Thursday, August 11, 2016


This evening I would like to post some collaborations that Angelee Deodhar has sent me.  "Guru Purnima 2016" is a poem that she and Neena Singh wrote over the internet in two hours!  I never would have guessed....

By the way, click on the images to enlarge them and make them readable!

Guru Purnima 2016

A Collaborative Poem between Neena Singh and Angelee Deodhar

Tonight the full moon
scatters petals of light
golden strains of music float
remembered from the past...

I remember the Guru
who showed me where to look
not what to see, held a brush
as he ground ink for me…

he walked beside me unseen
a lamp held high till
the scent of jasmine
resonated in my soul

stumbling over rocks
through muddy streams I went
tasting the wild waters
and fruit I didn’t know

the ineffable wonder of life
the sacred mystery unveiled
I bow to the Guru,who reflects
the moon in me tonight.

 Note: Guru Purnima is an Indian and Nepalese festival dedicated to spiritual and academic teachers. This festival is traditionally celebrated by Hindus, Jains and Buddhists, to pay their respects to their teachers and express their gratitude. The festival is celebrated on the full moon day (Purnima) in the Hindu month July. This year it was on 19th of July.

I am going to do something a little different with the music as Angelee has sent me a number of pieces to accompany the writing.

Let's start with Beethoven's "Moonlight Sonata."  The pianist is Arthur Rubinstein.

UK soul singer Diane Shaw performs "Blue Moon":

Neena Singh, a former banker now runs a non-profit for education and health of underprivileged children. The creator of ‘soul2soul’, a well-loved group on Facebook, committed to spreading peace, goodwill and light through theme-based discussions among members. She has received awards for her contribution in banking, management and social work. Her book "Whispers of the Soul - The Journey Within" is available on Amazon.

Neena lives with her husband, Prithpal and her golden lab, Rumi, in Chandigarh, India.

"Half the Sea, Half the Sky" is a collaboration with Paresh Tiwari.

Half the Sea, Half the Sky

(A Collaborative poem between Paresh Tiwari and Angelee Deodhar)

In that mirror of Erised
I see this world and that
un-granted wishes, vanished loves
Diablo slithering sinuously

and when the night sky
closes its fist around my breath,
squeezing the ebb of life …gently
you turn your face towards me
to look into the depths of my soul

owl bright eyes search through
the subterranean shadows
of your honey sweet lies, while
the wind whips up a Great Wave
off Kanagawa …

From time to time, we have lost
one another in this ocean’s roar
but then our boat changes tack
and we patch the shreds
of its sail with moonlight.

Bio: Paresh Tiwari, is a poet, writer and illustrator currently residing in Mumbai, India. His haiku, haibun, tanka, haiga, poems, and fiction appear frequently in noteworthy journals and anthologies across the world. An Inch of Sky, his collected haiku and haibun, has been published by 20 Notebooks Press and is available online.

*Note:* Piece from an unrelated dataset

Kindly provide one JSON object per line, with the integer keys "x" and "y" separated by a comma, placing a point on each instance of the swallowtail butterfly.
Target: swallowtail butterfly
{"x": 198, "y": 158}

Bio: Angelee Deodhar, an eye surgeon by profession as well as a haiku poet, translator, and artist, lives and works in Chandigarh, India.  She has edited both Journeys and Journeys 2015, two anthologies of International Haibun, and is now working on Journeys 2016, the third anthology of haibun from around the world.

Here is Mendelssohn's "Fingal's Cave: The Hebrides Overture":  

You may also enjoy Grace Mary Williams' "Sea Sketches":

Angelee has also collaborated with Mary Jo Balistreri, another poet whose works have appeared here frequently.

A Collaborative poem between  Mary Jo Balistreri (USA)
                                                and Angelee Deodhar (India)

Morning Raga

Early this morning
the sun kindled frost
transforms vast fields
into silver-tipped etchings

knee deep in ground fog
 the widow makers’ silhouettes
 change and  shape shift
 in last night’s rain

a jay dips sapphire wings
a fox stands small and silent
fog lifts like breath from the land
in the distance temple bells

egrets follow the bent backs
as rice planter’s songs ripple
in fractals of green and gold
in the distance a koel calls

  the  fox listens . so does she
 to these resonant melodies
a window opens to the breeze
 as she enjoys jasmine tea

jungle babblers awaken now
squirrels scold, chase the crows
and in the escalating din
somewhere a morning raga begins.

Note :A raga is a word derived from Sanskrit word is one of the melodic modes used in Indian classical music and means an act of coloring or dyeing  and therefore metaphorically means 'any feeling or passion especially love, affection, sympathy, desire, interest, motivation, joy, or delight.'
Image credit Indian Bird Miniature Art Handmade Old Stamp Paper Nature Ornithology Painting

Mughal painting is a particular style of South Asian painting, generally confined to miniatures either as book illustrations or as single works to be kept in albums, which emerged from Persian miniature painting, with Indian Hindu, Jain, and Buddhist influences, and developed largely in the court of the Mughal Empire  

Here is Pt. Vishwa Mohan Bhatt's raga "Megh Malhar": 

Vladmir Horowitz plays Chopin's "Raindrop" Prelude in D major:

Next is Sanjay Deodhar and Angelee Deodhar's collaboration.  Sanjay is her nephew.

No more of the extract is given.